Mit rundem Dach und achteckigem Klinkerhäuschen: Deutschlands älteste noch aktive Tankstelle gibt es sogar zweimal - in echt ...
Mit rundem Dach und achteckigem Klinkerhäuschen: Deutschlands älteste noch aktive Tankstelle gibt es sogar zweimal - in echt ...  © Thomas Türpe

Dank überwältigender Unterstützung von Kunden überstand Deutschlands älteste noch aktive Tanke dieser Art die Querelen und nähert sich jetzt ihrem 100-jährigen Jubiläum.

Beinahe hätte die Dauer-Baustelle das Aus für die Kult-Tanke bedeutet, die bereits Weltkrieg, Sozialismus und Hochwasser überstanden hatte. "Streckenweise gab es bis zu 45 Prozent Umsatzeinbruch", sagt Pächterin Ute Jautze (65), gelernte Schlosserin, die seit 1998 den Zapfsäulenbetrieb betreut.

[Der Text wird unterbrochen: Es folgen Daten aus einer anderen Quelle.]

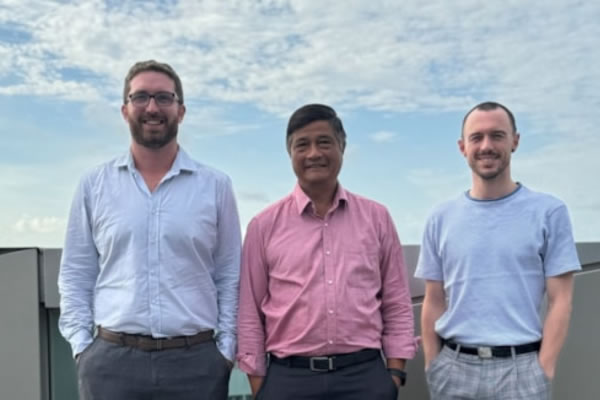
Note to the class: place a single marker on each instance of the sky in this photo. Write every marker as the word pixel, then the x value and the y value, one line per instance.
pixel 401 74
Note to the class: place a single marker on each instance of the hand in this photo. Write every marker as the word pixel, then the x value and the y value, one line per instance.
pixel 429 361
pixel 548 368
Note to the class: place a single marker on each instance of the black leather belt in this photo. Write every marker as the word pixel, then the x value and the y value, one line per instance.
pixel 327 363
pixel 148 343
pixel 494 351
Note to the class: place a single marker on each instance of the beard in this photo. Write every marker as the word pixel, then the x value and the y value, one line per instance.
pixel 150 136
pixel 490 174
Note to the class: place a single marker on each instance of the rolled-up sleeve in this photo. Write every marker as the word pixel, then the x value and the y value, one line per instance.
pixel 78 273
pixel 398 340
pixel 251 355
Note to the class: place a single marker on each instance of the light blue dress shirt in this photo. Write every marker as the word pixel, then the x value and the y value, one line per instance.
pixel 162 263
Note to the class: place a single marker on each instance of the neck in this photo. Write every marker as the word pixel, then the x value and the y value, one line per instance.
pixel 321 196
pixel 154 161
pixel 491 189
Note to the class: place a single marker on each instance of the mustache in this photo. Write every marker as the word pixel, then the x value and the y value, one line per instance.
pixel 487 153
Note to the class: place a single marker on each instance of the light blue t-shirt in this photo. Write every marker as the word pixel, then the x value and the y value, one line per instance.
pixel 494 257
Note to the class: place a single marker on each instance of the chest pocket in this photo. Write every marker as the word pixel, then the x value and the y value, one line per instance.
pixel 361 269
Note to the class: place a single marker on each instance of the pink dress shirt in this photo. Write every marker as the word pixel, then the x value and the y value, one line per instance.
pixel 319 286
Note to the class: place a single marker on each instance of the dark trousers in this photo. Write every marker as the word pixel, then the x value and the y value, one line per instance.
pixel 109 371
pixel 365 381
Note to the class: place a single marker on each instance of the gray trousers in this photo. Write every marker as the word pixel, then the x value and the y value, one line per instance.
pixel 365 381
pixel 109 371
pixel 453 376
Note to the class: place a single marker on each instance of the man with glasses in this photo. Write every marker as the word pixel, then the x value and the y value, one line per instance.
pixel 323 289
pixel 487 257
pixel 151 261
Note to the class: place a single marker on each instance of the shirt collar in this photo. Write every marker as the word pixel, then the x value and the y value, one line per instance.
pixel 303 201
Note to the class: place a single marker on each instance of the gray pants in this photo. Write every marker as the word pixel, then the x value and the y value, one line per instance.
pixel 453 375
pixel 109 371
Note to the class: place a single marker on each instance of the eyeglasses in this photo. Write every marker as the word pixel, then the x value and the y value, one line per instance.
pixel 162 99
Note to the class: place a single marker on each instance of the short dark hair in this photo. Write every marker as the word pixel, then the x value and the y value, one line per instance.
pixel 489 106
pixel 310 113
pixel 152 65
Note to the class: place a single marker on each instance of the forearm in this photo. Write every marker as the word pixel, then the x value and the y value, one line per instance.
pixel 429 338
pixel 434 306
pixel 255 383
pixel 554 334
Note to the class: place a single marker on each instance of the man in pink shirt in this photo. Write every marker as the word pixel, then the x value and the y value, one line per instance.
pixel 323 288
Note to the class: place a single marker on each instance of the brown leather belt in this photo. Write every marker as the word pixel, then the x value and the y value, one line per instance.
pixel 148 343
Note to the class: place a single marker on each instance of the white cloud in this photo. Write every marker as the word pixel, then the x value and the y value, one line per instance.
pixel 381 55
pixel 383 136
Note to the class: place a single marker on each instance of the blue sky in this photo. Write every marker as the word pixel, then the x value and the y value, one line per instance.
pixel 400 73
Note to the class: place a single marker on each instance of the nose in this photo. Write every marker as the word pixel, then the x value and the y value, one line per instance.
pixel 486 143
pixel 152 106
pixel 313 151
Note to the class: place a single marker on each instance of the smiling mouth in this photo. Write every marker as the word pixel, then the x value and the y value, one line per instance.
pixel 154 122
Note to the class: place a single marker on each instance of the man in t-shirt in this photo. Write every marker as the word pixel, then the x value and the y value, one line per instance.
pixel 487 257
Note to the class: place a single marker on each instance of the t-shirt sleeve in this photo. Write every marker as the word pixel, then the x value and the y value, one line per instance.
pixel 560 254
pixel 429 265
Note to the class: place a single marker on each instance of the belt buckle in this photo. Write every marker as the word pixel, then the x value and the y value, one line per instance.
pixel 484 352
pixel 316 369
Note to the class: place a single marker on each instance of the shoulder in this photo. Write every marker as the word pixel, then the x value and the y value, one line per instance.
pixel 101 172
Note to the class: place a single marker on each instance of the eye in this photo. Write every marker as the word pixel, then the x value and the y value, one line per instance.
pixel 164 98
pixel 301 144
pixel 324 142
pixel 139 97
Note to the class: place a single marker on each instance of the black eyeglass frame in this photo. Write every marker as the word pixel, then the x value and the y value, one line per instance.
pixel 171 96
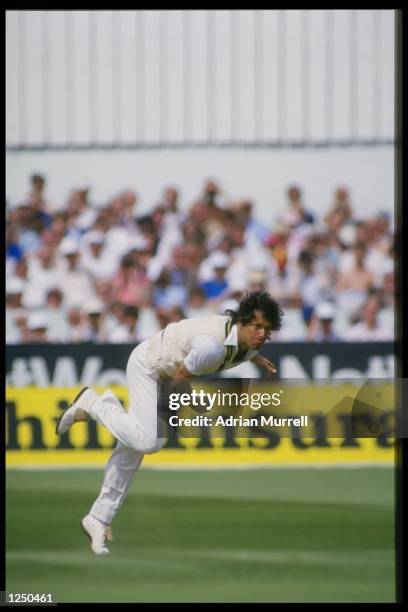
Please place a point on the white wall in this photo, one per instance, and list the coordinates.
(262, 174)
(80, 77)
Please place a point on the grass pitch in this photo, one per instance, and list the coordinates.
(279, 535)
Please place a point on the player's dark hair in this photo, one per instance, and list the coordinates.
(261, 301)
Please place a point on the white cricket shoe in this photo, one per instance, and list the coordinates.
(82, 401)
(98, 533)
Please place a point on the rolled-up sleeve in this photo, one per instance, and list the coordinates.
(205, 356)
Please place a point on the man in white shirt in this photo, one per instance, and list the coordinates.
(369, 328)
(188, 348)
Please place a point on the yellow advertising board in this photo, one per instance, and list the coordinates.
(31, 441)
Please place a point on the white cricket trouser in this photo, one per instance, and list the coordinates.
(136, 431)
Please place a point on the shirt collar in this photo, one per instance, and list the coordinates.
(232, 338)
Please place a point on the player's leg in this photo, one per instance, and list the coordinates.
(136, 428)
(141, 419)
(119, 472)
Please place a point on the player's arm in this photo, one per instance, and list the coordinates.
(264, 363)
(182, 372)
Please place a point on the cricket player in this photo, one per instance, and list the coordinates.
(188, 348)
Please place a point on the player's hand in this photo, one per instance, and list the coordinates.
(265, 364)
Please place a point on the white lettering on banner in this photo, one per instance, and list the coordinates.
(65, 373)
(36, 371)
(92, 367)
(111, 377)
(40, 371)
(378, 367)
(20, 375)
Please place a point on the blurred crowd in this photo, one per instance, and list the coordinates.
(81, 272)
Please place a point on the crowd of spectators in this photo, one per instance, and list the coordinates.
(80, 272)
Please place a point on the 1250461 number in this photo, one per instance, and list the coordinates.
(29, 598)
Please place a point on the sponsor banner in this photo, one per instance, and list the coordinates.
(31, 441)
(102, 365)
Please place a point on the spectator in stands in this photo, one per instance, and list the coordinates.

"Von den Behörden gab es keine Unterstützung. Wäre mir mein Verpächter (TotalEnergies, früher Total, Anm. d. Red.) nicht entgegengekommen, hätte ich es nicht geschafft. Und natürlich bedanke ich mich herzlich bei allen Kunden, von denen uns so viele auch in der schweren Zeit die Treue gehalten haben. Viele umliegende Geschäfte haben sogar für uns geworben."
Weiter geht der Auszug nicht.